ARLINGTON – Even in a digital age, to keep our households and businesses humming as usual, it all comes down to countless wooden poles.
As the snowstorm and winds reminded local utilities during recent weeks, those humble power poles are vital to keeping on residents’ lights and heat.
Which is why a few more people might now appreciate the unglamorous business JH Baxter does at its Arlington plant.
There, about three dozen employees fashion Douglas fir and cedar logs into power poles for utilities around the nation.
Generally, December is the business’ slowest month, said Todd Kunzman, local director of operations for JH Baxter. But when forecasters began giving warning of the coming windstorm in the days before Dec. 14, the workers in Arlington sped up production.

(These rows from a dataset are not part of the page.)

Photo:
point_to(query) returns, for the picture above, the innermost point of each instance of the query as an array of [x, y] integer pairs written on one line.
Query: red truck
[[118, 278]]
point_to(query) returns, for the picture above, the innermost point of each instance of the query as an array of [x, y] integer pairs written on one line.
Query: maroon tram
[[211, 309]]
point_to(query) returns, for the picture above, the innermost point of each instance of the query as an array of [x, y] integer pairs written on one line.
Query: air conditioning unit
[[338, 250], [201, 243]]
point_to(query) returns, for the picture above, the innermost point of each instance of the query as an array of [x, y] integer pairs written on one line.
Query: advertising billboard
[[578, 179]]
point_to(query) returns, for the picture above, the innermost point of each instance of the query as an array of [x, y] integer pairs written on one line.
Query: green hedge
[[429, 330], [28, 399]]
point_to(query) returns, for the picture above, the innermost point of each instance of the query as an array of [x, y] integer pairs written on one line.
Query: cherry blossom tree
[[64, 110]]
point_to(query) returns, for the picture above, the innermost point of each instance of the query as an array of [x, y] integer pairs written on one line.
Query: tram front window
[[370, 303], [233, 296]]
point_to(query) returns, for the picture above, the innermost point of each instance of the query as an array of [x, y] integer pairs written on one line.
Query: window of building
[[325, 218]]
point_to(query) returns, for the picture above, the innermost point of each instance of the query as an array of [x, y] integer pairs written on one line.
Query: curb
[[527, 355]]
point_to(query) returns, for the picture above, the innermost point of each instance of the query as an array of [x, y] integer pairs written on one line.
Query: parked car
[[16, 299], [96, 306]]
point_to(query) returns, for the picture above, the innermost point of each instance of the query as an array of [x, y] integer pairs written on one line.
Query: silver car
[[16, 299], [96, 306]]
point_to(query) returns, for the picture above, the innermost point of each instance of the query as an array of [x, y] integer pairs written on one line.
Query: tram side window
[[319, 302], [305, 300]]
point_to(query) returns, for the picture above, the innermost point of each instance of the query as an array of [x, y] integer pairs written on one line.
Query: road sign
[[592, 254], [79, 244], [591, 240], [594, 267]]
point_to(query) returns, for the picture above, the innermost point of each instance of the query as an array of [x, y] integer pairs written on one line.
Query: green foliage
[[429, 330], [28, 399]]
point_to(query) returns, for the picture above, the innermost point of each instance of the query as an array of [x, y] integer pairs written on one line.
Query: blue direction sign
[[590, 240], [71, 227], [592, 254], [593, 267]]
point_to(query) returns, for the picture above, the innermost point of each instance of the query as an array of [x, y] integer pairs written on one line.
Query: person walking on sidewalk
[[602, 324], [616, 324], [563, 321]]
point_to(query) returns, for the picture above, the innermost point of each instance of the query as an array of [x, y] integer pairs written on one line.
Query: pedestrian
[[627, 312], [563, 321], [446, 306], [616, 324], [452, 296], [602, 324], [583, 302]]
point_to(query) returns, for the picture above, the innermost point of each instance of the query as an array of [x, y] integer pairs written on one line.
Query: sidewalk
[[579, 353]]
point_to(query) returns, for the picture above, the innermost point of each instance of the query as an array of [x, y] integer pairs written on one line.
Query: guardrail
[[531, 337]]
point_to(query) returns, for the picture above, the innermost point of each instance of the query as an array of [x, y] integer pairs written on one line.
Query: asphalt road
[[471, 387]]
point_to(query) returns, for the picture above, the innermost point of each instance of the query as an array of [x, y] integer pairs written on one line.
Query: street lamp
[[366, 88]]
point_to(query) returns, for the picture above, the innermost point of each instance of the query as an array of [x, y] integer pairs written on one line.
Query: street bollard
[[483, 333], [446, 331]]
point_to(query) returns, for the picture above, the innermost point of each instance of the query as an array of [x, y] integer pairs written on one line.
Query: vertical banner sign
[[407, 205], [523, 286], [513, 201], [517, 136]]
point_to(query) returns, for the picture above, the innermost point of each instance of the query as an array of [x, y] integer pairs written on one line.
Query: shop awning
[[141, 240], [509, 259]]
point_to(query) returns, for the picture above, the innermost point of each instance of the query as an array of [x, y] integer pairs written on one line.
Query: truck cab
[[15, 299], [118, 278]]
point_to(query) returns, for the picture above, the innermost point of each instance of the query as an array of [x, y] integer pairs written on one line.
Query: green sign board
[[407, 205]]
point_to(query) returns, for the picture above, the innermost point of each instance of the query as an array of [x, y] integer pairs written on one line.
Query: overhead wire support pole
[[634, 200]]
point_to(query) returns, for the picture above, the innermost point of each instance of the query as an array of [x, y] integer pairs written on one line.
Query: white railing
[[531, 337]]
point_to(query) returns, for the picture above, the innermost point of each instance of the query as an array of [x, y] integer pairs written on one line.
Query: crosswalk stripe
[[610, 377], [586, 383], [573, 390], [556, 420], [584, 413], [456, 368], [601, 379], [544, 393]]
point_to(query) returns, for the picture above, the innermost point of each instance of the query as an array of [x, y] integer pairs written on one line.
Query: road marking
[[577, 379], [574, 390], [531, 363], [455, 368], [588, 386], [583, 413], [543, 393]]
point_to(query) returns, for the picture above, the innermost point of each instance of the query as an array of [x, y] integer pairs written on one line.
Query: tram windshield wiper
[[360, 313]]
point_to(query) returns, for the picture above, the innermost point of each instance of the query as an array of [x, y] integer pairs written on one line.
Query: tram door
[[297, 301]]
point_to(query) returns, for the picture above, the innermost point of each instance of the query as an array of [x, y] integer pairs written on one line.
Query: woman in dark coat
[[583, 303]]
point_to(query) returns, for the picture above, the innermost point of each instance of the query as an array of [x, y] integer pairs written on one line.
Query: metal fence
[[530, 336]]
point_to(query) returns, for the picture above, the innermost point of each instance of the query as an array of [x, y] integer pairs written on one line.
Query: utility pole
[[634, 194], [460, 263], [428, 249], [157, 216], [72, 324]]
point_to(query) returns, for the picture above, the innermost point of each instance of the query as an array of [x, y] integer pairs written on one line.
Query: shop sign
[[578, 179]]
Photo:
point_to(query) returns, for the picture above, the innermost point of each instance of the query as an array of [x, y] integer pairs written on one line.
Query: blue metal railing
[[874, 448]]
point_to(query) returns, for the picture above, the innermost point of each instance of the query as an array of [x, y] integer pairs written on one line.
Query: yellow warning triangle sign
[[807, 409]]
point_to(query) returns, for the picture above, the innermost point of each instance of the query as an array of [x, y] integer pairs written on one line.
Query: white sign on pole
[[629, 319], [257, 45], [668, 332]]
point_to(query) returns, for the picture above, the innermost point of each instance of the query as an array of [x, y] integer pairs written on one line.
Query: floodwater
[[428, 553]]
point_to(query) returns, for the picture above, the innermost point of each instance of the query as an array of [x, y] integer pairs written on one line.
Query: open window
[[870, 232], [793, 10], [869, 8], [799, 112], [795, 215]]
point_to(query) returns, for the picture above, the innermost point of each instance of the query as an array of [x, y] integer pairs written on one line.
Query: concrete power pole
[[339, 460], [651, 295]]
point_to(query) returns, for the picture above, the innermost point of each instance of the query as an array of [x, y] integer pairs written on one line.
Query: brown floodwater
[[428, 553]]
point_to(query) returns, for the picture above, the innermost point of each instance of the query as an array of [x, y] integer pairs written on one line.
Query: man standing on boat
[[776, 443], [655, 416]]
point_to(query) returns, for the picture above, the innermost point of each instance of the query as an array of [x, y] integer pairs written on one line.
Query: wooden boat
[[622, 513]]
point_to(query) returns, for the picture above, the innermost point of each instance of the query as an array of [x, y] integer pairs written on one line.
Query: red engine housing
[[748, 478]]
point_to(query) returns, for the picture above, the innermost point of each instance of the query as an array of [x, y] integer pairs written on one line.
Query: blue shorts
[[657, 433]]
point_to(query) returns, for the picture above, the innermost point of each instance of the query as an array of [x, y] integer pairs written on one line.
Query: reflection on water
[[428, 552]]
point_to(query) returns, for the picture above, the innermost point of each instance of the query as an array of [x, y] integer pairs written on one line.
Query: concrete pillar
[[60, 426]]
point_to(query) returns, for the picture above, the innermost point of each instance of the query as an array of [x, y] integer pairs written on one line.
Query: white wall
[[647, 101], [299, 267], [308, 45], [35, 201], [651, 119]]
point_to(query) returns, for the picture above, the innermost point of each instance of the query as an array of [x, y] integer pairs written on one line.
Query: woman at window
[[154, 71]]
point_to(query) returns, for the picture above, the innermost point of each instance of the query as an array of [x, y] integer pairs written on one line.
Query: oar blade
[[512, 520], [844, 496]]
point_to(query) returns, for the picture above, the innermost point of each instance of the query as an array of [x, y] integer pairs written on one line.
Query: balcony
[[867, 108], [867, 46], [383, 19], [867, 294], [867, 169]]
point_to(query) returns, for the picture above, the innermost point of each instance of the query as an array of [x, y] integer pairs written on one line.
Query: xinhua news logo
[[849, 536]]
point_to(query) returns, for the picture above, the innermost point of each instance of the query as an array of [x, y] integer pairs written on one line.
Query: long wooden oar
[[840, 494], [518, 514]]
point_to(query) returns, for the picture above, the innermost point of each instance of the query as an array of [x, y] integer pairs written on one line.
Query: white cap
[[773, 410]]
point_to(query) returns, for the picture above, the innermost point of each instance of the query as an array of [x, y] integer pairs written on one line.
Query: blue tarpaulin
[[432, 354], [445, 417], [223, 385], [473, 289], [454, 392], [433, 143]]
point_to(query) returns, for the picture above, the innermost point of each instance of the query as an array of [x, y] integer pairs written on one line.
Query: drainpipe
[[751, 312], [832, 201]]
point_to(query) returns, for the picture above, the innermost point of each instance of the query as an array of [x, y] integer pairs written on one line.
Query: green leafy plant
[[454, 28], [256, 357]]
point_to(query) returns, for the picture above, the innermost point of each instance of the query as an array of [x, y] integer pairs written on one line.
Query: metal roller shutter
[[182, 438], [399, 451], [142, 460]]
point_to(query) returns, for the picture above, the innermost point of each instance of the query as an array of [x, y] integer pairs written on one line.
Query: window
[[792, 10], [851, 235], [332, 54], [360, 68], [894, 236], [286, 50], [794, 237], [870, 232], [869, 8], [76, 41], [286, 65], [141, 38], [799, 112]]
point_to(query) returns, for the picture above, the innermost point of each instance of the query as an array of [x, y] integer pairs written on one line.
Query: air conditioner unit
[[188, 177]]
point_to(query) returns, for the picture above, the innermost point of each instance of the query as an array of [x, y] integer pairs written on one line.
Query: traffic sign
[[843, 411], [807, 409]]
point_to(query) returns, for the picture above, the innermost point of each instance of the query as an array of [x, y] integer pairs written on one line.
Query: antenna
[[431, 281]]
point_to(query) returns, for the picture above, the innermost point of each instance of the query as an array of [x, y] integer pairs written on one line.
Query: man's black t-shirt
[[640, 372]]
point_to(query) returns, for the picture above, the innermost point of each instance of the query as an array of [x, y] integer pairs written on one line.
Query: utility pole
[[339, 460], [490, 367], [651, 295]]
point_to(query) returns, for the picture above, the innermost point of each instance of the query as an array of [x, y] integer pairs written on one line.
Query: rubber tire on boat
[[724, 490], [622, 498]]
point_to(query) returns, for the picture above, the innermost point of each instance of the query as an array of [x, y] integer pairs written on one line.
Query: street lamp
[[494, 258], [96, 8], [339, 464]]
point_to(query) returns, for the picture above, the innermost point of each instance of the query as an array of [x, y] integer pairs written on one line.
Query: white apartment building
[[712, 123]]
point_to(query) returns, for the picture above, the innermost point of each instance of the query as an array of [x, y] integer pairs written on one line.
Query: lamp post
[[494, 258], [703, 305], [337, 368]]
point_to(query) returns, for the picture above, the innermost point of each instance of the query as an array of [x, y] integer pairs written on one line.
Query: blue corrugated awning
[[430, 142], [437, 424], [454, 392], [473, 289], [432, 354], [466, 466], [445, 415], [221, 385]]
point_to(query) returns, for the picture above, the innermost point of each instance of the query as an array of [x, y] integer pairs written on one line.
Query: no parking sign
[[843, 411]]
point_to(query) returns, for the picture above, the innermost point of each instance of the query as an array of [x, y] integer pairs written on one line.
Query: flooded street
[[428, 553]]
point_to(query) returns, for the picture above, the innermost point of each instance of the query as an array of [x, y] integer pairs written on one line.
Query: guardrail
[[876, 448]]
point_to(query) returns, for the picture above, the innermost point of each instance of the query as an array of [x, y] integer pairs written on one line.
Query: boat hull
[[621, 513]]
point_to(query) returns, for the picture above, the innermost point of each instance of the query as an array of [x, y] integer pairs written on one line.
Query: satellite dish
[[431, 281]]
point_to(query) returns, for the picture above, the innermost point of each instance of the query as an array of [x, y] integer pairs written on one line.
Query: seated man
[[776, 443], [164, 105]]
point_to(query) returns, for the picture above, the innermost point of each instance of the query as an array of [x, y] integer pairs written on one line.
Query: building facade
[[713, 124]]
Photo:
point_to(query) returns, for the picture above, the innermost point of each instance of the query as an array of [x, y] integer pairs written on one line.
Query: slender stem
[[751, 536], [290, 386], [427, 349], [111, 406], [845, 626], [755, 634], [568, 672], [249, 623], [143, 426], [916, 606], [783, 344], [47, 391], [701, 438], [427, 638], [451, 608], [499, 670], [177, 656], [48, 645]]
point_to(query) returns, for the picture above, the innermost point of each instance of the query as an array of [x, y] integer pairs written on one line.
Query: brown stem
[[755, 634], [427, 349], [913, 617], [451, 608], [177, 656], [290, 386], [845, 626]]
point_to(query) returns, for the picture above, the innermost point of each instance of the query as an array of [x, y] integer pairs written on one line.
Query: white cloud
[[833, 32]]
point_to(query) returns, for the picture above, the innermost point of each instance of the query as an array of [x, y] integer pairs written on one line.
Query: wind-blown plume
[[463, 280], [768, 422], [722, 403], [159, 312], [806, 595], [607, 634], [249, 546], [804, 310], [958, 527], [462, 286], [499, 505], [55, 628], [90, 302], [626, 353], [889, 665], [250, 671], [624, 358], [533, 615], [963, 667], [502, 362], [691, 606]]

One of the company’s longtime customers is Puget Sound Energy, the main electrical utility for the hard-hit Seattle suburbs and Whidbey Island.
“We generally carry an emergency stock for PSE,” Kunzman said. “And with the weather this year, we stocked some extra emergency sizes as well.”
And while plenty of businesses in the eastern suburbs of Seattle shut down due to the widespread power outage, JH Baxter’s workers stepped up their pace. In the week following the storm, Baxter shipped 500 poles just to Puget Sound Energy – about seven times the normal volume shipped from the plant in an average week.
“They met our needs, which was great. It was a huge convenience and relief to us they are so close and could get the poles to us right away,” said Puget Sound Energy spokeswoman Dorothy Bracken.
Overall, the utility ended up replacing more than 1,000 power poles in its territory, Bracken added.
Last week, when JH Baxter’s Arlington plant had originally planned to be closed, workers instead worked to replenish Puget Sound Energy inventory of poles, Kunzman said.
One of just a few major power pole producers in Western Washington, California-based JH Baxter has owned the Arlington plant since 1970. Most of the workers have been there for years, Kunzman said.
Which helps, he added, because it turns out that creating a power pole involves more than cutting a log to length and shipping it out.
First off, there’s not just one or two standard sizes for power poles.
“For utility poles, there are about 130 different lengths and classes. Each utility has its own standards,” Kunzman said.
And the standards for where to drill electrical equipment mounting holes in the poles and other details also vary widely. Different utilities in different climates also request various coating treatments for the poles; they’re not all just covered with creosote anymore.
Kunzman said he expects the plant’s production to return to more normal levels in the coming weeks. But if there’s another big storm lurking out there, ready to knock out power again, “we’ll be ready,” he said.